Viaggio in Parrocchia / San Francesco, uno sguardo dietro la facciata turistica

La parrocchia di San Francesco è popolata da gente di ogni ceto sociale: casalinghe, operai, professionisti, pensionati, famiglie con bambini e ragazzi. Merito anche della Messa, particolarmente curata nella liturgia grazie a ben quattro organisti che si alternano all’antico e pregiato Lingiardi, e a canti tradizionali che tutti conoscono.

COMUNITA’ Il parroco don Paolo Bonato è stato per molti anni cancelliere vescovile, ed è tuttora direttore dell’archivio diocesano con annessa biblioteca, ma oltre ai documenti conosce bene le persone e i loro problemi quotidiani: che a Vigevano, anche in una piccola parrocchia centrale come quella di San Francesco non mancano. L’imponente chiesa, abbellita da una fontana con una bellissima statua del poverello d’Assisi, è adiacente alla casa natale dello scrittore Lucio Mastronardi, e annovera all’esterno una cappellina che ospita i resti di quattro frati, e che insieme alla scultura del santo è meta di molti turisti. «Qui ero stato coadiutore di monsignor Ornati a partire dal 1987 – racconta don Bonato – e quando sono tornato come parroco 16 anni fa la gente mi ha accolto bene perché ero praticamente di casa. Il quartiere con l’andar del tempo si è spopolato perché hanno ristrutturato molte abitazioni, ma i fedeli sono comunque tantissimi, e partecipano numerosi alle funzioni, soprattutto il sabato sera e la domenica mattina. Ci sono anche alcune famiglie molto benestanti, ma per lo più il mio “gregge” è composto da gente comune. Sono tutti volenterosi, e partecipano attivamente alle iniziative che organizziamo in parrocchia, dalle raccolte di fondi per le suore Mariste di Brescia, fondate da monsignor Pierre Chanel, ai momenti conviviali come la festa patronale il 4 ottobre e la mostra missionaria delle due ultime settimane di ottobre, dove i fedeli portano torte, confetture, sottaceti».

AUGURIO I bambini del catechismo dai 120 dei “tempi d’oro” si sono ridotti a 35, con cinque catechisti, uno per classe. E i battesimi sono passati da una media di 45 a 15 ogni anno. Il calo demografico, insomma, si fa sentire. Ma di cosa avrebbe più bisogno la comunità? «Di spazi fisici, di ambienti più ampi che favoriscano una sensibilità maggiore da parte dei fedeli.

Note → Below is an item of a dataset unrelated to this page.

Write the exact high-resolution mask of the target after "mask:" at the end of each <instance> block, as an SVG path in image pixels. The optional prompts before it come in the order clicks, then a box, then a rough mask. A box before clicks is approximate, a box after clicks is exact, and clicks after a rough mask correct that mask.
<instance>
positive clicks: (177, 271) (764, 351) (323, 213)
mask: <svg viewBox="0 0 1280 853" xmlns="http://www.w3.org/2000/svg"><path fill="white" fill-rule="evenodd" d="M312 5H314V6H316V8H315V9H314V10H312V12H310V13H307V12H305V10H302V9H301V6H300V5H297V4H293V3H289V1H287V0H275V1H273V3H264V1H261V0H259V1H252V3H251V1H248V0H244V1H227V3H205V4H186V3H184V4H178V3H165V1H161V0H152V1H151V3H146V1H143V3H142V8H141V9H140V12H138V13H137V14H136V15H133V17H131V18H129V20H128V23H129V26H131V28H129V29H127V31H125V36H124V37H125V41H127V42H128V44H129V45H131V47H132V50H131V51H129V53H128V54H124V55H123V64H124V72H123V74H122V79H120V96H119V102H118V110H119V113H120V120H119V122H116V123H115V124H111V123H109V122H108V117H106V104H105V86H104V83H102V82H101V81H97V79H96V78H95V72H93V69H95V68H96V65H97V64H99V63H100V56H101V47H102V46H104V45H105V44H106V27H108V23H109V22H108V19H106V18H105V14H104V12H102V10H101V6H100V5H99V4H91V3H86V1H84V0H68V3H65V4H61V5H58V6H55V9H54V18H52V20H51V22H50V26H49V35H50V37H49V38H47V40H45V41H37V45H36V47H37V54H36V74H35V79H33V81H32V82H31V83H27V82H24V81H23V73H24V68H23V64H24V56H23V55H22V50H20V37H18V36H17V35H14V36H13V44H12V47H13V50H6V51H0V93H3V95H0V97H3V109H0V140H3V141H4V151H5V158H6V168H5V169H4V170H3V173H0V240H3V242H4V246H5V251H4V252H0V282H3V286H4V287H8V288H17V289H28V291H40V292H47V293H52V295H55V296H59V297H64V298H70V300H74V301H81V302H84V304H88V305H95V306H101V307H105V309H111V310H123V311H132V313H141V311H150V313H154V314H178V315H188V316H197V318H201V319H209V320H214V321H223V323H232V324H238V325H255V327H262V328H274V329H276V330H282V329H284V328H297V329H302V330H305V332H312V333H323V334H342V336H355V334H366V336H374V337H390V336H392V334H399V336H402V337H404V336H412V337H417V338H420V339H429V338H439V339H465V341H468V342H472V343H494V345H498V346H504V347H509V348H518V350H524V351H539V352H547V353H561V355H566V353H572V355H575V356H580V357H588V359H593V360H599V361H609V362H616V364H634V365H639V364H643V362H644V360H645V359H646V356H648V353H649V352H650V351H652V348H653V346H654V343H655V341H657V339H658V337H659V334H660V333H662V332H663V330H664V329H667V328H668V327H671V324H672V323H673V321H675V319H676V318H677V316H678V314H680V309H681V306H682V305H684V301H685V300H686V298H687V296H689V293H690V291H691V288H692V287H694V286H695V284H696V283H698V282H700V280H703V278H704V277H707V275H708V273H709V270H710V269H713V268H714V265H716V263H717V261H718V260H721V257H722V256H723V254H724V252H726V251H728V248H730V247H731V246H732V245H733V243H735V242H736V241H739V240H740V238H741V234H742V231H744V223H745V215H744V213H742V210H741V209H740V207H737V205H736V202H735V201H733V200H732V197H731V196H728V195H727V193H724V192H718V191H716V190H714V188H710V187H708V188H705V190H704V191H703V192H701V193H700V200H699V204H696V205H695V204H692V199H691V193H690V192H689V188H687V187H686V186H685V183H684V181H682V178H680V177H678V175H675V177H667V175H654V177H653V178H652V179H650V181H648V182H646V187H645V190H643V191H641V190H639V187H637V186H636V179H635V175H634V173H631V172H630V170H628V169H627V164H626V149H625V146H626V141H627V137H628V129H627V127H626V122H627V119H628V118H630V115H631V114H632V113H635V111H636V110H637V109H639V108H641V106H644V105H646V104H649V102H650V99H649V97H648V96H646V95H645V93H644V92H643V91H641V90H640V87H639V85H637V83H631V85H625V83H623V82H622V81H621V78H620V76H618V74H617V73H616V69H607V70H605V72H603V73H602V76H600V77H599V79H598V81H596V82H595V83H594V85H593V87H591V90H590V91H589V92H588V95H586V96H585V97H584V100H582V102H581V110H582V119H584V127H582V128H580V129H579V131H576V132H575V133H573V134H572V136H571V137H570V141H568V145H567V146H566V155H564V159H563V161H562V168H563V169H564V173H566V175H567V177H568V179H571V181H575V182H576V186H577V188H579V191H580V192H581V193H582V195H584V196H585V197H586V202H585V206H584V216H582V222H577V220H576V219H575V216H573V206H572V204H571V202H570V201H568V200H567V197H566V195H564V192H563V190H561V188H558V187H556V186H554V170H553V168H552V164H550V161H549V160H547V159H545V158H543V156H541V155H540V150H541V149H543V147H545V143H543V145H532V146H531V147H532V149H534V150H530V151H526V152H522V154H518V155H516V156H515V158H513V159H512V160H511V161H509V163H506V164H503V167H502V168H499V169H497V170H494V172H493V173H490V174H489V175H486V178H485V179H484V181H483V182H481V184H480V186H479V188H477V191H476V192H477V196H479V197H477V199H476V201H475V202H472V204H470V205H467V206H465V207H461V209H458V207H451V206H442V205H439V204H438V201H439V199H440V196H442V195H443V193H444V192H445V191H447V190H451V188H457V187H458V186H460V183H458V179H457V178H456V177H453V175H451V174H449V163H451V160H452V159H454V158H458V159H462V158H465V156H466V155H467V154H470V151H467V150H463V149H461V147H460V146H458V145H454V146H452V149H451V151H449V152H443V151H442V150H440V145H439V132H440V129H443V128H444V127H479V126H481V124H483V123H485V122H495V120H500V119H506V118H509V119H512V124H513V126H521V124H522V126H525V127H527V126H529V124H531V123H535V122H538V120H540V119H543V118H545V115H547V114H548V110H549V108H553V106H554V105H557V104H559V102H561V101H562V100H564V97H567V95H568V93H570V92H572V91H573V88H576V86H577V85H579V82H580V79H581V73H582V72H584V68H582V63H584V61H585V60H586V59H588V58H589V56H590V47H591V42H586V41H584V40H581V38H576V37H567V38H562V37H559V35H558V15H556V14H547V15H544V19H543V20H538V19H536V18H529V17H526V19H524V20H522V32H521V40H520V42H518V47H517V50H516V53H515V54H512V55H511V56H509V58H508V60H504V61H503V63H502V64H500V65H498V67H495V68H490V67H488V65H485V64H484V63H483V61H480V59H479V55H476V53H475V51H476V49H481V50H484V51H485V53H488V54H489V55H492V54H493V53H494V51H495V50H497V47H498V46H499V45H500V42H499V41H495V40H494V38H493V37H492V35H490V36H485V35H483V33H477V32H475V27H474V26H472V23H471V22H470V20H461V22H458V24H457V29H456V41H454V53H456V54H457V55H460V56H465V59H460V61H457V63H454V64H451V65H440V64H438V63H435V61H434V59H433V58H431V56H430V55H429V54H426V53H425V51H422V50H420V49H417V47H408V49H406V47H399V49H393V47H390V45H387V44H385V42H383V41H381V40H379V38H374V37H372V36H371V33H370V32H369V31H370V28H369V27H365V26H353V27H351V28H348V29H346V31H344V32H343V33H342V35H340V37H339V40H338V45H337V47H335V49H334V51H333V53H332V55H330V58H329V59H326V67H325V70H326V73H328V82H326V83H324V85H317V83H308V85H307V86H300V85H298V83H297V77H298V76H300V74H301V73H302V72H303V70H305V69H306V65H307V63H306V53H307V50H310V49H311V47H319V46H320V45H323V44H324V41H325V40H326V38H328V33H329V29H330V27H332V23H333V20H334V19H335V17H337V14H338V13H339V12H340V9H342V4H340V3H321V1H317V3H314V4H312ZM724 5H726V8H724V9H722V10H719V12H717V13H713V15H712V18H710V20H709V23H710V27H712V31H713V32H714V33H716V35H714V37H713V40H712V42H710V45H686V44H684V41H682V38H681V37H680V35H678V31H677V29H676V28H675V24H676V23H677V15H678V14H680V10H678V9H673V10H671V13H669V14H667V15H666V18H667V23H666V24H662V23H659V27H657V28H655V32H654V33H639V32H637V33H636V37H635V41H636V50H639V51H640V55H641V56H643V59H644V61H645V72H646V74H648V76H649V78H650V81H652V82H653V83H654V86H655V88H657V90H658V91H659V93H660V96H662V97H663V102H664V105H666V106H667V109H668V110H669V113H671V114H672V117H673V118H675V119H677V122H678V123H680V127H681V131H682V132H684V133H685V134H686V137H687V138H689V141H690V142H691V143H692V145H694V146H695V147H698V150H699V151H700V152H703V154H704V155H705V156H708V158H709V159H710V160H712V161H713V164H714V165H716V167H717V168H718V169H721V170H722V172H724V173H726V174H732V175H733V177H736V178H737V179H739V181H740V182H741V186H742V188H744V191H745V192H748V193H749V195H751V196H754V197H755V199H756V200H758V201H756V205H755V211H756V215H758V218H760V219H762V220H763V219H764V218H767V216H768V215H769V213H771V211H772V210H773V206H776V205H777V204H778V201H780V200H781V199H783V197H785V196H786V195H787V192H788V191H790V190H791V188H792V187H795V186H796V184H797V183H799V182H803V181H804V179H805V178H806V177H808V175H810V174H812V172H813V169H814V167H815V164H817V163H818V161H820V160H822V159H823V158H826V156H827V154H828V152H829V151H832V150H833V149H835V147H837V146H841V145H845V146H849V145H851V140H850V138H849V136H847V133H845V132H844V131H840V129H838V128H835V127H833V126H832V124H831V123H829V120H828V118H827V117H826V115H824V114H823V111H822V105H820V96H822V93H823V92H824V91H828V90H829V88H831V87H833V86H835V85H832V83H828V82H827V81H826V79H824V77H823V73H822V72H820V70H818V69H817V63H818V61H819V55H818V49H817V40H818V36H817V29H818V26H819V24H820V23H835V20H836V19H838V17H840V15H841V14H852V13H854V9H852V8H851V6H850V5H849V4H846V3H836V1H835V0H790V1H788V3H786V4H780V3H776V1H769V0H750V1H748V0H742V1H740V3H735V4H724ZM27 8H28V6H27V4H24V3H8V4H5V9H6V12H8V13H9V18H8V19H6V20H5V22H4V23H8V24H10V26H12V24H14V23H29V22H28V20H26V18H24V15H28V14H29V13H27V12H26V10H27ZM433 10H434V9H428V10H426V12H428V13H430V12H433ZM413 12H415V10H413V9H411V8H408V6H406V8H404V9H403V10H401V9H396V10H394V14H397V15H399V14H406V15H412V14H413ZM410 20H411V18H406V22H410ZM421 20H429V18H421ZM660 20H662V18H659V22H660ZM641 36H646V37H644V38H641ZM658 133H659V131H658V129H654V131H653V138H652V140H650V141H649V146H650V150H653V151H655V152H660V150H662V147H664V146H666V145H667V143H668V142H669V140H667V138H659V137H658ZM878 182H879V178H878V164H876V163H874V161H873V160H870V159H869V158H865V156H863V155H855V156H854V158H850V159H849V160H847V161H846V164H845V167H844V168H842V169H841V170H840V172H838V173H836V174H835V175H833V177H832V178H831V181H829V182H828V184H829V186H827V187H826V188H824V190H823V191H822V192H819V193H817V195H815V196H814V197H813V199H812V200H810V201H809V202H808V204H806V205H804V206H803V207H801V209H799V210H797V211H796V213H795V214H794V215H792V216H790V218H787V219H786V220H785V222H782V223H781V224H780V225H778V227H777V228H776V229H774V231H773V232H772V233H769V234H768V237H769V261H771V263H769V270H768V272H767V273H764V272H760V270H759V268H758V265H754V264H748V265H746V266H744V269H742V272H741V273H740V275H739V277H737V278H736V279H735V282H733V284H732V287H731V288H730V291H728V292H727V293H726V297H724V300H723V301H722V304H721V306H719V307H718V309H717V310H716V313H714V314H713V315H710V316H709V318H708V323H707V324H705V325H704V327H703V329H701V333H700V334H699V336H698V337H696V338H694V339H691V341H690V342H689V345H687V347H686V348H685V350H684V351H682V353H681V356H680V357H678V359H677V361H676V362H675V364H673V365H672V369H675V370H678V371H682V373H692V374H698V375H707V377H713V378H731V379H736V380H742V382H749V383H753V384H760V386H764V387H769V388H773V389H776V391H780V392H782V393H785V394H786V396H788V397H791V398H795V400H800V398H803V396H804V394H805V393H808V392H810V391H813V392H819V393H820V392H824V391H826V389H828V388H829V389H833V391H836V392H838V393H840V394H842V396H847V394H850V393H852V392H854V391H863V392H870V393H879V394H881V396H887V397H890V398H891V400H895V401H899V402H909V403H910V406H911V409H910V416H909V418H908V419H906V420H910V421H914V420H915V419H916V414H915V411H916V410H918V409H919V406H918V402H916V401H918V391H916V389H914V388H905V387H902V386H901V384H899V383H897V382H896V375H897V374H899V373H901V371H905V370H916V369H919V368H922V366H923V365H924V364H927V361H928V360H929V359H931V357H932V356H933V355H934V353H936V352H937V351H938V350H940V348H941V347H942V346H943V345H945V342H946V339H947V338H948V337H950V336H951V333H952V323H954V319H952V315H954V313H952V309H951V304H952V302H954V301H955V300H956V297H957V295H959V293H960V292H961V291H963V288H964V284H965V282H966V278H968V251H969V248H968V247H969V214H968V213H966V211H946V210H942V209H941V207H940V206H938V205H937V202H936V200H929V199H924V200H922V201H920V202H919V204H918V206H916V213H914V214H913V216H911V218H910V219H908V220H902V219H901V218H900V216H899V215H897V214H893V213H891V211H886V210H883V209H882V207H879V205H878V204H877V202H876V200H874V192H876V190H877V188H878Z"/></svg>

Abbiamo solo tre aule e un piccolo cortile che nei momenti di festa si riempie subito, mentre per i momenti ludici ci appoggiamo all’oratorio dell’istituto Negrone». Cosa augura ai suoi parrocchiani?

Di continuare a essere attenti e sensibili così come sono adesso. Ora ci prepariamo a vivere il centenario francescano che ricorrerà nel 2026, con una particolare attenzione alla spiritualità tipica di questo santo, che attira molti fedeli e che viene ricordato anche il 2 agosto con la festa del Perdono di Assisi.

«Donare al prossimo, come Gesù»

A 33 anni Gabriele Becciolini per la parrocchia ha fatto di tutto: chierichetto, poi capo dei ministranti, catechista, membro del consiglio pastorale, curatore dei rapporti con i giovani, coordinatore dell’oratorio all’istituto Negrone. «Ho lavorato su tutti i fronti, soprattutto nell’oratorio cittadino su cui la parrocchia di San Francesco convoglia le forze. Bisogna mantenere viva una realtà che si crea, come la nascente unità pastorale che ci vede insieme al Duomo e a San Pietro martire, con tre obiettivi: giovani, carità, famiglia».

Gabriele è impiegato amministrativo all’Asst, e nel tempo libero partecipa alle iniziative dell’Oftal per i malati a Lourdes. É stato tra i fondatori della Fuci (Federazione universitari cattolici italiani), e ha fatto parte della commissione sport. Da cosa nasce questo impegno quotidiano, per il quale bisogna trovare spazio dopo il lavoro? «E’ una passione che nasce per donare al prossimo per spirito d’iniziativa, come ha fatto Gesù. I giovani con gli animatori possono trovare il conforto dell’amicizia. A volte basta un semplice “grazie”, non bisogna dare niente per scontato, ma essere gentili. Donare è un elemento fondamentale del messaggio evangelico, se no è inutile andare in chiesa: bisogna veicolare quello che ascoltiamo durante la Messa».